Les éveillés, un conte initiatique ? Sans doute un peu. Y a-t-il autre chose que le réel pour expliquer ce qui nous entoure ? Ce qui m'étonne, c'est de se poser cette question. La réalité est un faisceau d'observations. Et c'est tout. Comme toute expérience, la qualité de l'observation dépendra du matériel utilisé pour la mener à bien. Donc il s'agirait seulement d'affiner le matériel, et en l'occurrence la qualité de l'observateur, pour changer le résultat. Ma foi, ça s'approche de théories de la physique quantique votre histoire. Dans ce beau monde, certains voient plus ou moins loin, au-delà ou en deçà du réel. Qui a raison, qui a tort ? Bien malin celui qui pourrait répondre. Et peut-être qu'au sein d'un même monde, plusieurs réalités co-existent. Ce qui ne gêne personne d'ailleurs. Les arbres au bout du jardin sont toujours là, quel que soit l'observateur. La réponse doit donc se trouver ailleurs.


Les Éveillés est une histoire,  en partie inspirée des travaux du Professeur Michel Jouvet, célèbre neurologue, inventeur du concept du sommeil paradoxal. Avez-vous eu des retours du monde scientifique sur vos hypothèses développées dans votre roman ?
Des scientifiques nous ont lu ?


Pouvez-vous nous présenter votre nouveau roman 3 fois Plus Loin ?
3 fois plus loin, c'est... je me réfère à la question 14, un OVNI, encore, non ?  Un thriller, sans aucun doute, il y du suspens, des gens en danger, des morts -et pas de vieillesse ça va de soi- un thriller donc. D'aventure. Un thriller d'aventure qui jette dans la tourmente une jeune femme en quête d'elle-même, assez bon fond mais terriblement mal dans sa peau. Un mystère à éclaircir aussi. Et dans le même temps, nous nous intéressons à quatre scientifiques dans les années 50, qui tentent de percer le même mystère, mais 50 ans plus tôt donc. Chassé croisé d'époques et de personnages sur fond de thriller d'aventure scientifique. Pas mal non ? Tu crois qu'ils ont compris ta définition ? ... Euh, vaut mieux lire le roman, non ? Oui.

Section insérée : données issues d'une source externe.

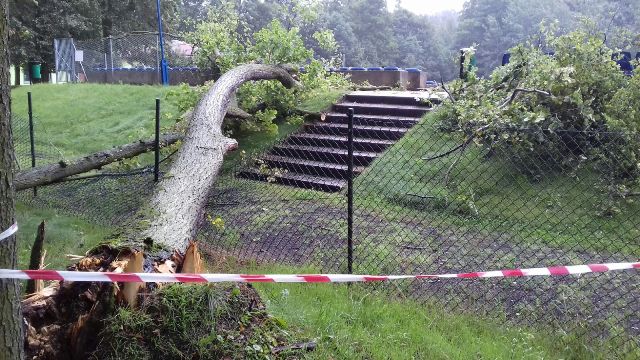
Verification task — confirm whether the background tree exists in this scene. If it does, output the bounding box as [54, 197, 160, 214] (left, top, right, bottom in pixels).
[0, 0, 24, 359]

On note un changement de style dans l'écriture de ce roman avec des chapitres plus longs, plus denses, donnant encore plus de force  à l'humidité pesante de la forêt amazonienne. C'est l'histoire qui impose ce changement d'écriture ou est-ce une volonté de votre part ?
Ce qui nous ennuierait beaucoup, ce serait d'écrire tout le temps de la même façon des histoires construites de manière identiques avec des personnages clonés. Est-ce que ça répond à votre question ?

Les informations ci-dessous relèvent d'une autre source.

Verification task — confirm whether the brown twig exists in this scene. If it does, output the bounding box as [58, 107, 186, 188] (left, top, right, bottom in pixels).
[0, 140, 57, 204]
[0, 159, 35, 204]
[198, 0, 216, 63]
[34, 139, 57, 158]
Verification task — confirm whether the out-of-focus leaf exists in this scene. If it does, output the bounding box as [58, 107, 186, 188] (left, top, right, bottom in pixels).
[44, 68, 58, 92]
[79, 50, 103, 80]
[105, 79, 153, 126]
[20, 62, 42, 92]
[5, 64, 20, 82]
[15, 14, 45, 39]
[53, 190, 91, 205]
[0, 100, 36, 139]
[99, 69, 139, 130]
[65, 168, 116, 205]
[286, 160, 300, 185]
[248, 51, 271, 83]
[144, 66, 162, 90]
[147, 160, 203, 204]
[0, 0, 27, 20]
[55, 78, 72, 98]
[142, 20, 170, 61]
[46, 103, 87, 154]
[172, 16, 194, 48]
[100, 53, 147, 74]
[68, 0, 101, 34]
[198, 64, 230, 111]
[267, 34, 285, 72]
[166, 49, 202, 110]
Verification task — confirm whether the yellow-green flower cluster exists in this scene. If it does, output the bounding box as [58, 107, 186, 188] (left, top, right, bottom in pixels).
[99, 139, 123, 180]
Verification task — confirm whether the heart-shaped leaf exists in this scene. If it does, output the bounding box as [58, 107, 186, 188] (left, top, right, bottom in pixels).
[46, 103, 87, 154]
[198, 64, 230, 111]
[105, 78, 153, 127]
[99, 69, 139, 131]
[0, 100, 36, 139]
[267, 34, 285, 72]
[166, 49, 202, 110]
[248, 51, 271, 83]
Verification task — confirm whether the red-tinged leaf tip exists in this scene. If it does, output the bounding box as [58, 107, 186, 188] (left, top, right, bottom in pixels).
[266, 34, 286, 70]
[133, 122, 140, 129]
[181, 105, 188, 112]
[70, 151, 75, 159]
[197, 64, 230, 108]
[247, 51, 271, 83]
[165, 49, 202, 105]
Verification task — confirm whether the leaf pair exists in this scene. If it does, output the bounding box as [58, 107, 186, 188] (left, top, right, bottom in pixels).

A part la trilogie, vos romans sont un peu des ovnis dans le paysage littéraire. Ils sont difficiles à classer dans un genre, tellement vous les mélangez. Comment définiriez-vous vos romans ? Y a-t-il un genre encore non abordé qui vous tenterait ?
Nos romans sont les reflets de nos envies. Ça ne signifie pas que nous écrivons tout ce qui nous passe par la tête, non, nous avons envie d'être lus, d'être aimés. Pour ça, nous avons des névroses banales. Mais nous en donnons pas de limites. Écrire un roman ne signifie pas remplir un cahier des charges ? Alors, peut-être sommes nous de vilains petits canards, mais c'est vrai que nous débordons des limites de genre dans lesquels on nous range. Et puis, le thriller, ce n'est pas du polar, c'est un climat, une ambiance. Alors ça peut se décliner dans tous les univers. Le roman après 3 fois plus loin sera lui aussi dans un genre, dans une structure narrative que nous n'avons pas encore abordés.


Quels sont vos projets communs et avez-vous des projets en solo ?
Un roman sur le point d'être achevé, un autre dont l'histoire est bien avancée. Le projet de développer Malhorne en BD (là rien n'est sûr) et puis plein d'histoires en tête. La vie sera-t-elle assez longue ? La vie peut-elle être assez longue ?!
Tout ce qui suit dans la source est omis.